Thirdly, we made prototype implementations for many of the tasks described, as described in chapter~\ref{approach}. These implementations helped us further understand the tasks and problems that must be solved. They also provide a useful basis for further work on a complete human body reconstruction system.

\newtopic

Ultimately, this research did not meet its original goal---a complete human body reconstruction system that works in real time. Various causes contributed to this result. Fundamentally, the difficulty of achieving the chosen research goal was seriously underestimated. Our lack of previous knowledge of the subject matter was the primary reason for this. Unfortunately, there was little existing expertise in relevant research topics in the Department of Media Technology, and instruction during the research was lacking. Therefore, it took us long to realize our mistake.
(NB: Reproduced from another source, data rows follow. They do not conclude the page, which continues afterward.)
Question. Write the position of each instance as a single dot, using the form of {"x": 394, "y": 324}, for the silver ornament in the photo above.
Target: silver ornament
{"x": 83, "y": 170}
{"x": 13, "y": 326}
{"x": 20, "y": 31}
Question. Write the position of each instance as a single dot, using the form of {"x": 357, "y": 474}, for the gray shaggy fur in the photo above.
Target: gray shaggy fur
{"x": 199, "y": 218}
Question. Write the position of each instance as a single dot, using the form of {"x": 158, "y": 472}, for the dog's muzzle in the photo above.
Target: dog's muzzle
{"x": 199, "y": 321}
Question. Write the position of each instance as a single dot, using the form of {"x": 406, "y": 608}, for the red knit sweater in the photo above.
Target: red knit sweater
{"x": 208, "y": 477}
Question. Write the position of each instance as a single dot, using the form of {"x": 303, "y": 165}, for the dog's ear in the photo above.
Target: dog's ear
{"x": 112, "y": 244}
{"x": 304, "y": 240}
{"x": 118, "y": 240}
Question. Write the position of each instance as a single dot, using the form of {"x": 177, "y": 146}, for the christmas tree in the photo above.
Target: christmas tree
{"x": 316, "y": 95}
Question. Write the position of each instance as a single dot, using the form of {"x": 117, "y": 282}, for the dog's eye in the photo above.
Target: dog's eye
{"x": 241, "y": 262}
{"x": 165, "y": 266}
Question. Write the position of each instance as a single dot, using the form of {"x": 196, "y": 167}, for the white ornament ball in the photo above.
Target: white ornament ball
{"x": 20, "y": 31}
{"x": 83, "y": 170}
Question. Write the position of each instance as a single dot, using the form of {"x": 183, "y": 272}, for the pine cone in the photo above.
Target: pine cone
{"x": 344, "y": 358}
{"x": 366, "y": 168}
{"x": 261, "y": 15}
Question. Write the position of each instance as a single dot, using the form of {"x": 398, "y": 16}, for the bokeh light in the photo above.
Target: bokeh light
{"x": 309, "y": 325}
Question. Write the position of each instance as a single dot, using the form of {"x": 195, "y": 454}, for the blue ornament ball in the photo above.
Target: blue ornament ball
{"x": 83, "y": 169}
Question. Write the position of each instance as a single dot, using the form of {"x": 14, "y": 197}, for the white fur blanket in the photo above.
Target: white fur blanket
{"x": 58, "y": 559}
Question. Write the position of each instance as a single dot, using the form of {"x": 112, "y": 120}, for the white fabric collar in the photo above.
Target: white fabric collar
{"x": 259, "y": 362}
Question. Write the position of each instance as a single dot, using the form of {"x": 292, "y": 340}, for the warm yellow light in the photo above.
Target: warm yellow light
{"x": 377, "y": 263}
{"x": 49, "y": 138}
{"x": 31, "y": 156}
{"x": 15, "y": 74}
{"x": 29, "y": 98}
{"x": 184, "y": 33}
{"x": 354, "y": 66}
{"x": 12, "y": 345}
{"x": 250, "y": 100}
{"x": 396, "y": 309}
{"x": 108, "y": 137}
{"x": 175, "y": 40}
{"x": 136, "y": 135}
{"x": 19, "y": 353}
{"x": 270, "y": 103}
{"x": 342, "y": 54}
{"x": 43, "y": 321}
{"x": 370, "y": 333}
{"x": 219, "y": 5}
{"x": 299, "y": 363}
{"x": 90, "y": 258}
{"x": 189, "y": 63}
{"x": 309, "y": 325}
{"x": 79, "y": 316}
Still, we have made a promising start in the research---the error was mostly in choosing the scope to fit the limited resources of a Master's thesis. Scoping the research appropriately was made difficult by the broadness of the subject. Any given task requires a broad understanding of different research areas, which had to be gained first. We also made the error of focusing on finding a lot of different ideas---while neglecting validation of their feasibility before committing to working on them.

All things considered, we made good groundwork by investigating, planning and partially implementing a system for human body reconstruction, while our original goal was not completely met.